70% of private investors in Latvia support the partial listing of strategic state enterprises on the stock exchange, and nearly 60% are willing to invest in shares or bonds of state or municipal companies, according to the study's data. But no one is asking whether this is beneficial for ordinary people living in Latvia?
Most surveyed investors are willing to invest in state and municipal enterprises provided there is a transparent strategy and clear business prospects. Among the companies with the greatest investment potential, investors most frequently mention "Latvijas valsts meži" (65%), "Latvijas mobilais telefons" (60%), and "Latvenergo" (55%). How this may affect utility bills for ordinary residents of Latvia, as well as the Latvian budget, is not specified.

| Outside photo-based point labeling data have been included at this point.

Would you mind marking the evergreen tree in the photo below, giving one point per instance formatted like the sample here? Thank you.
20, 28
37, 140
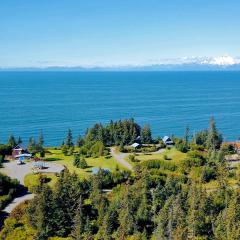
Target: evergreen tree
11, 141
146, 135
214, 139
64, 149
40, 141
80, 141
83, 163
19, 141
78, 227
69, 139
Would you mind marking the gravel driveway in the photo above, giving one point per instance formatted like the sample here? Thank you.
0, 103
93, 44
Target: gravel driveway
20, 171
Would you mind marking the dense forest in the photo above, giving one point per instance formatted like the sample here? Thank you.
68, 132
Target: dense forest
158, 200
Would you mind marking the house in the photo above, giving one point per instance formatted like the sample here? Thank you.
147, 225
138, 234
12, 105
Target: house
20, 152
135, 145
138, 139
167, 140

The study also showed that the majority of Latvian private investors invest in stocks (87%). In second place is the third pension level (62%), followed by exchange-traded funds (ETFs) (48%) and bonds (38%).
The main motives for stock buyers to invest are to secure passive income (68%), increase the value of investments in the long term (62%), and preserve the purchasing power of funds in the face of inflation (51%).
In terms of risk level, most Latvian investors consider themselves to be medium-risk investors: they are prepared for moderate market fluctuations but avoid overly aggressive strategies. This is confirmed by responses to the question about desired minimum returns—almost half of the respondents (49%) are willing to consider investments with an expected return of 6-10% per year.
53% of respondents prefer to invest in local companies, demonstrating a desire to support the Latvian economy and trust in familiar markets and enterprises with local capital.
When making decisions about investing in stocks, 82% of respondents consider the company's growth potential to be the main factor, followed by stock valuation, dividends, reputation, and financial results. For bonds, key factors include the offered yield (85%), the company's development prospects (71%), and creditworthiness (59%).
The study involved 1,041 people. The target group included respondents who invest in securities and own financial instruments (stocks, bonds, funds, ETFs, etc.). Data collection took place in August-September 2025.